Avertissement : Cet article ne vise qu’à vous donner quelques éléments sur lesquels agir lorsque vous constatez que l’histogramme d’une image présente des « anomalies » que vous souhaitez corriger. Nous n’avons pas l’ambition de vous présenter une étude complète sur ce sujet, très vaste, et qui fait appel à des connaissances approfondies tant en optique qu’en physique (notamment).

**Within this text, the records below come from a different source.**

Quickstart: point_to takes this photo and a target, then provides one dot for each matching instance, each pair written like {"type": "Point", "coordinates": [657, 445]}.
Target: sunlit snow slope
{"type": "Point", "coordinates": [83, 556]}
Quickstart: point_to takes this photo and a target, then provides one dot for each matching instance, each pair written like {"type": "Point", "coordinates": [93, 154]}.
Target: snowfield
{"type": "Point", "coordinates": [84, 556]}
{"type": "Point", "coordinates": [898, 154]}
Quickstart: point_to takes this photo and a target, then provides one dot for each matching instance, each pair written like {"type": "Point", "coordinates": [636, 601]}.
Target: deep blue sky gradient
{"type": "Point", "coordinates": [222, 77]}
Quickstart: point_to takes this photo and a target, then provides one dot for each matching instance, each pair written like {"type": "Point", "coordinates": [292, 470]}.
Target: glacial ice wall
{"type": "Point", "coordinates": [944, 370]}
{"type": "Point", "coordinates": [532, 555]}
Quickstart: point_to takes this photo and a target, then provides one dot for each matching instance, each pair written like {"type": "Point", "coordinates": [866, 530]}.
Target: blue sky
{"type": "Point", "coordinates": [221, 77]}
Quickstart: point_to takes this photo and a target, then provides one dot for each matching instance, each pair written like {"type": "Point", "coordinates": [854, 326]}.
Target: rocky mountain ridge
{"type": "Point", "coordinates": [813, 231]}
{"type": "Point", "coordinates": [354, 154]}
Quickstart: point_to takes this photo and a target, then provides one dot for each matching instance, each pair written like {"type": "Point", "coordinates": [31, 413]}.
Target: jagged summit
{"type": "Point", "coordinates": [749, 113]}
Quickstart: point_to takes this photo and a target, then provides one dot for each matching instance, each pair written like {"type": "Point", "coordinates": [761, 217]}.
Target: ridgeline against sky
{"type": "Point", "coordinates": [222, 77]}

Si vous tapez, dans votre moteur de recherche favori, le mot « histogramme », et lui seul, la première réponse qui apparaît en donne cette définition :

« En statistiques, un histogramme est un graphique permettant de représenter la répartition d’une variable continue. »

Ceux de nos lecteurs qui utilisent des logiciels de calcul, tels le tableur Excel de Microsoft ou ses frères chez d’autres éditeurs, comprennent tout de suite cette définition. Mais qu’en est-il en photographie ? Deux mots de cette définition sont particulièrement intéressants en photo : ce sont les mots « graphique » et « répartition ».

 

 

L’histogramme en photographie

Exemple d’histogramme :

pentaxklub_histogramme_histo1954c

 

 

Un peu (très peu) de théorie

En photo, l’histogramme – que beaucoup d’APN permettent d’afficher – présente, graphiquement, la répartition des pixels de l’image, dans un repère orthonormé. Un rappel pour les moins « matheux » d’entre nous :

Un repère orthonormé se caractérise par 2 axes :

  • un axe horizontal (les abscisses)
  • un axe vertical (les ordonnées).

L’axe horizontal présente (de gauche à droite) la luminosité, du plus sombre au plus lumineux. L’axe vertical présente, quant à lui, la quantité (ou le pourcentage) de pixels pour les valeurs de luminosité.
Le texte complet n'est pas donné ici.